Yo no quise, porque ya tenía comprado el pescado necesario para mi comer; pero él, como vic la espuerta del pescado, tomóla y en un llano sacudióla, y vistos los peces, dijo:
—¿Y cuánto te costó esta basura?
Yo respondí:
—Apenas lo pude sacar del que lo vendió por veinte maravedís.

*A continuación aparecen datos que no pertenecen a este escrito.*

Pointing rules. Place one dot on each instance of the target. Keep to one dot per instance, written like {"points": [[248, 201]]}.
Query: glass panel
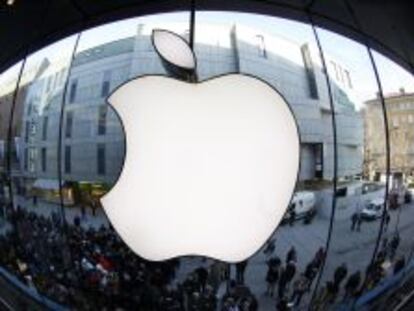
{"points": [[360, 196], [284, 54], [42, 250], [8, 238]]}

Lo cual, como él oyó, tomóme por la falda y tornóme otra vez a la plaza de Cupido y preguntóme:
—¿De cuál de éstas compraste esta nada?
Yo mostré un vejezuelo que estaba sentado en un rincón; el cual, con voces ásperas como a su oficio convenía, comenzó a maltratar al viejo, diciendo:
—Ya, ya, vosotros ni perdonáis a nuestros amigos ni a los huéspedes que aquí vienen, porque vendéis el pescado podrido por tan grandes precios y hacéis con vuestra carestía que una ciudad como ésta, que es la flor de Tesalia, se torne en un desierto y soledad; pero no lo haréis sin pena, a lo menos en tanto que yo tuviere este cargo: yo mostraré en qué manera se deben castigar los malos.
Y arrebató la espuerta, y derramada por tierra, hizo a un su oficial que saltase encima y lo rehollase bien con los pies. Así que mi amigo Pithias, contento con este castigo, dijo que me fuese, diciendo:
—Lucio, bien me basta la injuria que hice a este vejezuelo.
Esto hecho y enfadado y malcontento voime al baño, sin cena y sin dineros, por el buen consejo de aquel discreto de Pithias mi compañero; así que después de lavado tornéme a la posada de Milón y entréme en mi cámara; y luego vino Fo tis y díjome:
—Ruégote, señor, que vayas allá.
Yo, conociendo la miseria de Milón, excuséme blandamente, diciendo que la fatiga del camino más necesidad tenía de sueño que no de comer.
Como él oyó esto, vino a mí y tomóme por la mano, para llevarme, y porque me tardaba y honestamente me excusaba, díjome:
—Cierto no iré de aquí si no vas conmigo, lo cual juro.
Yo, viendo su porfía, aunque contra mi voluntad, me hubo de llevar a aquella su mesilla, donde me hizo sentar y luego me preguntó:
—¿Cómo está mi amigo Demeas? ¿Cómo están su mujer y hijos y criados?
Yo contéle de todo lo que me preguntaba. Asimismo me preguntó ahincadamente la causa de mi camino, la cual, después que muy bien le relaté, empezóme a preguntar de la tierra y del estado de la ciudad, y de los principales de ella, y quién era el gobernador; así que, después que me sintió estar fatigado de tan luengo camino y de tanto hablar y que me dormía, que no acertaba en lo que decía, tartamudeando en las palabras, medio dichas, finalmente concedió que me fuese a dormir. Plugo a Dios que ya escapé del convite hambriento y de la plática del viejo rancioso y parlero, más hambriento de sueño que harto del manjar. Habiendo cenado con solas sus parlas, entréme en la cámara y echéme a dormir.